Millions of adults are exposed to traumatic events each year. Shortly after exposure many experience symptoms of posttraumatic stress disorder (PTSD) such as flashbacks, emotional numbing and difficulty sleeping.
Despite this high rate of exposure, little is known about the effectiveness of treatments aimed at preventing and relieving posttraumatic stress symptoms that adults may experience after such events, according to researchers at the RTI-UNC Evidence-based Practice Center.
The article, published online by the American Journal of Preventive Medicine, summarizes the results of a systematic review of clinical interventions for adults exposed to at least one traumatic event such as war, a natural or manmade disaster, motor vehicle accidents, community violence, sexual assault or domestic violence.

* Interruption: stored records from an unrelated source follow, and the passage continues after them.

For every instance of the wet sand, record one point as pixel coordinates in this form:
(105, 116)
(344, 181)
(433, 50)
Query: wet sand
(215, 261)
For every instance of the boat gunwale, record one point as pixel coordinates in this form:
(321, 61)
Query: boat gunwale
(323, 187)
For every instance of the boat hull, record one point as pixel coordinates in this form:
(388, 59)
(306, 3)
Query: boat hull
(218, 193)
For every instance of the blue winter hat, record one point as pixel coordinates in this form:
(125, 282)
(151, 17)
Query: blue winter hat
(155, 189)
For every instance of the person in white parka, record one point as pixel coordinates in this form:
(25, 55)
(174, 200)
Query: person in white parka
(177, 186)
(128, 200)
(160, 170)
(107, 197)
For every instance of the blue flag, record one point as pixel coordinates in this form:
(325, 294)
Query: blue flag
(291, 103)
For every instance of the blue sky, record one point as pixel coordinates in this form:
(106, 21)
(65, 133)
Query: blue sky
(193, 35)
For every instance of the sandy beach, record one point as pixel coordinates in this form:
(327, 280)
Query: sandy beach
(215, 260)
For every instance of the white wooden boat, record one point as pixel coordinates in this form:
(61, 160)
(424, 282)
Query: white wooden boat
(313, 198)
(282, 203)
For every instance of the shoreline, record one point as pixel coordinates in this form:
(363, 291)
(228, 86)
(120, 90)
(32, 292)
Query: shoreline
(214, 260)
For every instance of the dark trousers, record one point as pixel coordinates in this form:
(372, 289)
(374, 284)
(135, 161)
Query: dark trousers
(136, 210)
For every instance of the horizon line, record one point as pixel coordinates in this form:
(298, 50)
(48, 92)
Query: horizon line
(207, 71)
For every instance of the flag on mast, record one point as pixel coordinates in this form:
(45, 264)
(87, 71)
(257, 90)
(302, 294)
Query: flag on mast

The U.S. Agency for Healthcare Research and Quality funded the review.
After reviewing 2,563 abstracts, the investigators found 19 studies that met the criteria for inclusion in the review. Only two psychotherapeutic treatments showed possible benefits for adults exposed to trauma. Cognitive behavioral therapy (CBT) in particular was found to be more effective than another type of therapy called supportive counseling for individuals exposed to a traumatic event and who meet the diagnostic criteria for another trauma-related syndrome, Acute Stress Disorder. In addition, a type of therapy called collaborative care (care management, evidence-based pharmacologic interventions, and components of CBT) showed promise to reduce severity of symptoms based on one study.
“Unfortunately, because this body of evidence is so small, the generalizability of these findings is not known,” said Catherine A. Forneris, PhD, ABPP, professor in the Department of Psychiatry in the UNC School of Medicine. “Much more research is needed before we can make definitive conclusions.
Gerald Gartlehner, MD, MPH, of RTI International and Danube University, agrees, “Clinicians and patients have to be aware that while there are many treatments offered for the prevention of PTSD, many lack sufficient scientific evidence. Without sound studies, there is great uncertainty whether traumatized people actually receive the best care.”
The authors recommend immediate attention from funding agencies, clinicians, researchers, policymakers, and other public health authorities to support further, well-designed research that can broaden the evidence base. They suggest that future studies expand their examination of the impact of trauma interventions to a wider range of outcomes such as risk-taking behaviors and suicidality and focus on longer-term indicators of development and functioning.